Я сбегал переоделся в курточку и вышел — 'погулять по проспекту', пока там в кубрике не улягутся.
Алик пришел ко мне на полубак, сел рядом на бухту канатов. Там еще были штуки три, принайтовленные по-штормовому, однако сел на мою. Тоже погулять вышел. Гуляем и молчим. Вот это самое лучшее.
— Красиво! — он мне говорит.
— Угу!
Оно действительно было красиво — когда прожектора погасли и стало светлее от звезд и топовых огней. Но скучно же говорить про это. Он засмеялся.
— Много лишнего говорится, верно?
— Ой, много.
— Но я не об этом, — он кивнул на море и на огни, — я про выметку. Это, правда, красиво. Я сверху смотрел, из кухтыльника. Грандиозно, старик! Все прямо как викинги… Свинство, если завтра пустыря потянем.
Для него ведь, и правда, это первая была выметка. Я-то их насмотрелся. Но первая всегда волнует.
— Особенно тоже не рассчитывай на завтра, — сказал я ему. — Сейчас не заловится — потом возьмем, к марту. Когда она в фиорды пойдет, с икрой. Там только успевай выбирать.
— Зря мы, наверное, ходим зимой? Лучше бы в марте.
— Да. Если только она калянуса не нажрется. Тогда ее придется шкерить. Потрошить.
— А это трудно?
— Все нелегко. Вообще такого вопроса на пароходе не задавай. Ты ее дома-то хоть шкерил?
— Так, штуки по две, к водке.
— Тонну не пробовал? На холоде, в перчатках без пальчиков. Если палец себе не отшкеришь, считай — повезло.
— А что это — калянус?
— Рачок такой. Когда она его жрет, у ней кишки соль не принимают. Гнить будет.
— А летом она его не жрет?
— Летом она не косякует. Разбегается из фиордов поодиночке.
— Да, это все равно, что выловить Атлантику. — Он вздохнул отчего-то. Спасибо.
— Это за что?
— Ну, как… Теперь вот я кое-что знаю. Покурим?
Он мне протянул пачку, зажег спичку в ладонях. И когда я прикуривал, вдруг он сказал:
— Между прочим, старик, вода от винта вскипает.
— Вон как?
— Да. Это называется «кавитация». Вредная штука, разрушает винт. Когда число оборотов превосходит критическое, на засасывающей стороне появляются пузырьки воздуха. Пар, конечно, не идет, но — все признаки кипения.
— Знаешь!
Он пожал плечами и опять вздохнул.
— Все мы учились понемногу… Возился с подвесными моторами.
— Зачем же ты пошел?
— В корму? А я не пошел. В гальюн забежал. Но я все-таки доставил вам удовольствие?

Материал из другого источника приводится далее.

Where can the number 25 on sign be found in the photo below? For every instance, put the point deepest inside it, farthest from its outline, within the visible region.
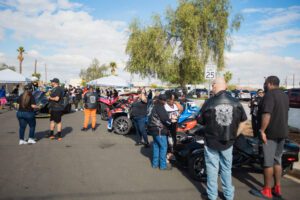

Я поглядел на него — он красивый был, рослый мальчик; девки его, наверное, любили. Отчего же он с Димкой держался за младшего. Но правда, было в нем что-то — как вам объяснить? — всем его хотелось оберечь, приглядеть за ним — как бы он там подальше был от лебедки, от натянутого троса, не удалился бы невзначай 'в сторону моря'. За Димкой же никто и не думал смотреть.
— Тяжело тебе плавать?
— Что ты! — он улыбнулся. — Я себя никогда так не чувствовал. Чем тяжелей, тем лучше.
— Вот это здорово!
— Я правду говорю. Рано или поздно, а нужно же себя когда-нибудь сделать. Изменить лицо.
— Это как?
— Не помнишь — у Грина? Читал когда-нибудь? 'Алые паруса', кажется. Или — 'Бегущая по волнам'.
— Ну, предположим.
Не читал я этого Грина. Я вообще про моряков не могу читать. Вот только Джека Лондона уважаю, он правду написал: 'Человек никогда не привыкнет к холоду'. Знал, что пишет.
— Там это сильно сделано. Как у него вырастали мозоли на руках и менялось лицо… Но я, наверно, слишком много читал. А если задуматься, судьба у меня страшная.
— Чем же так?
— Не тем, что ты думаешь. Никто у меня в тюряге не сидел. Все, слава Богу, живы. Но все так благополучно — десять лет по одной и той же дорожке в школу, два квартала туда, два обратно. Потом — одной и той же дорожкой в институт. Потом в другой. Вот так подохнешь от информации и никогда не увидишь — архипелаг Паумоту… остров Пасхи… или как танцуют таитянки. Только в кино. А сам никогда не будешь сидеть с венком на шее. Который тебе сплели дочери вождя.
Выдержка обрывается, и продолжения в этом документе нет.